When I first read Story I was also unaware that he had not only written the novel and script for Hitchcock's Trouble With Harry (for which Hitch paid him all of £150), but had authored under his own name as well as under various pseudonyms, a number of other books, including some Sexton Blake novels and a handful of westerns. Influenced by Saroyan, as well as Orwell and Arnold Bennett, Story was  a cross between an American pulp writer and a modernist.  Yet for many years his work was most often found in the bargain bins of UK charity shops and secondhand bookstores. Surely it was only a matter of time before he would be read again. After all, he has championed by the likes of Moorcock and  Iain Sinclair. And Story definitely deserves to appreciated, though I doubt if the Guardian would publish his work today as it did in the 1970s, so politically incorrect and irreverent is Story's humour and perspective.  

But there is also a dark edge to Story's fiction, as seen not only in One Last Mad Embrace, but going back to The Trouble With Harry. Always anti-authoritarian, Story moves from portraying the police as bumbling idiots, PC Plods, less malicious than incompetent. According to Moorcock, this changes in the late 1960s due to a personal encounter with the authorities.
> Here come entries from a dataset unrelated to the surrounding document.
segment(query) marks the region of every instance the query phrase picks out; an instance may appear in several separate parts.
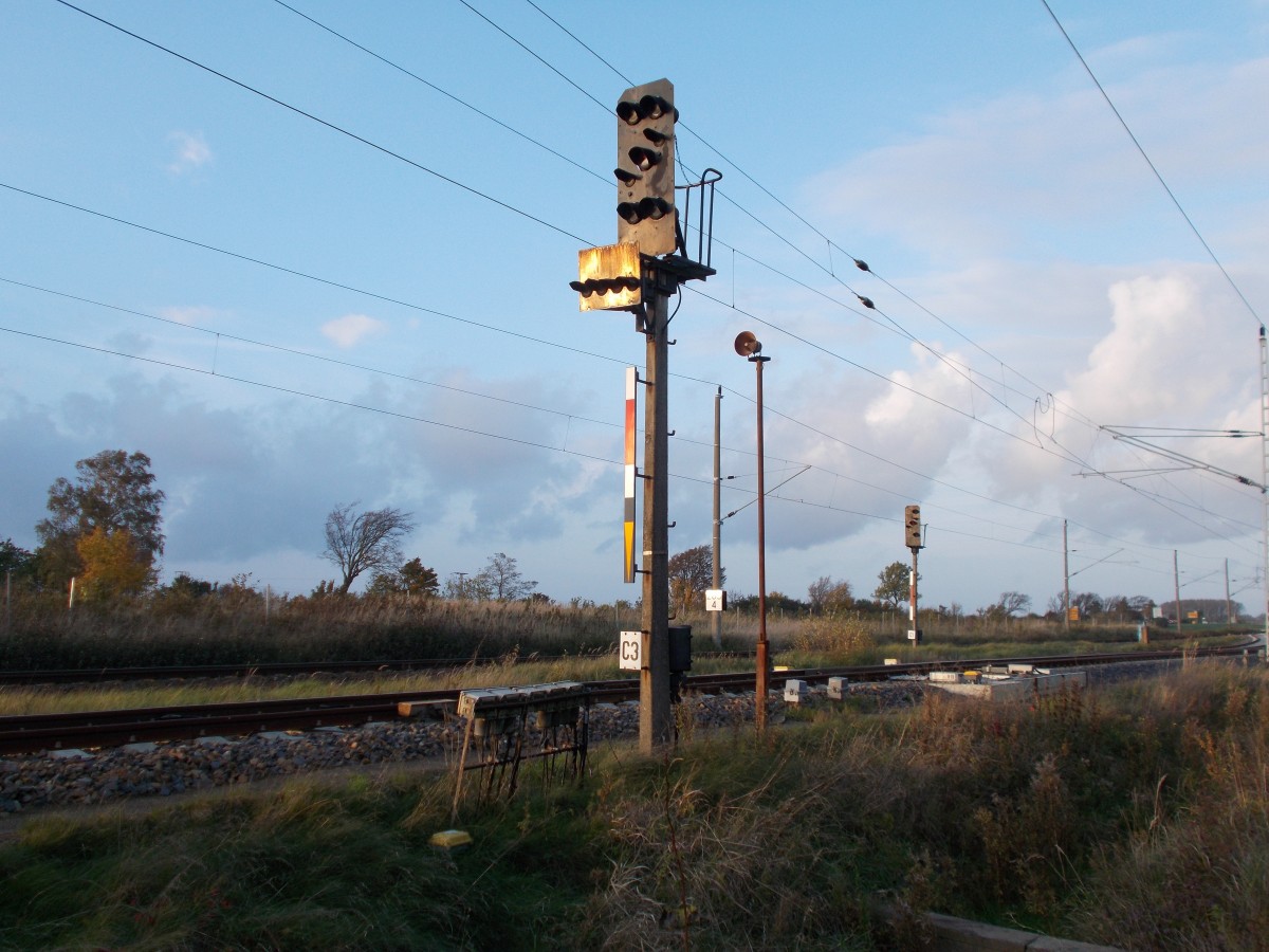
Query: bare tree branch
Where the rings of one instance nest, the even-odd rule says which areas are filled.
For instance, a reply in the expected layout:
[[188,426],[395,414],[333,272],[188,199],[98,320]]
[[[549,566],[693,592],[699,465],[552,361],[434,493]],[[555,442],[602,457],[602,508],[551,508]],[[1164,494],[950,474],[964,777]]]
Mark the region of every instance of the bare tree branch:
[[340,594],[368,569],[396,569],[401,562],[401,538],[416,526],[412,513],[386,506],[354,513],[358,503],[336,505],[326,517],[326,548],[322,559],[344,575]]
Story's world is also filled with malign and sometimes inexplicable forces engendered by  the state, or those who side with the state in letter or spirit of the state, or the corrupt. 

Like much of his other work, One Last Made Embrace starts as an absurdist comedy, but gradually drifts into surreal farce. Along the way we meet a  cast of characters some of whom have populated previous Fenton novels. Set in the early 1970s, Fenton, thrice married, drives a white Capri, occupies a Hampstead flat  with four nurses and is involved Ariadne, the foul-mouthed daughter of a fading star, who might be 12, 14 or 17, and who might even be someone else altogether, depending on which way the narrative is moving at any particular moment. The story involves a search for £5m, a back-from-the-dead film producer, the staging of a new BBC drama series about an unmarried mother, anonymous postcards and phone-calls, wronged husbands out for revenge, a vigilante student group, a crucifixion, a threesome, an abortion, a car chase to Scotland, a dead sheep, a novel written on a toilet roll by a lunatic, and a clairvoyant landlady who sleeps on a coffin.  One Last Mad Embrace is just the most recent Story novel to be republished. Hopefully others will follow. Certainly, Story has gone unread, or read by only a dedicated few, for too long. And if you can find them, all his books, the Argyle novels-   Live Now, Pay Later, Something for Nothing and The Urban District Lover)-  as well as the Horace Spurgeon Fenton books- One Last Made Embrace, but I Sit in Hanger Lane and Hitler Needs You- are all worth checking out.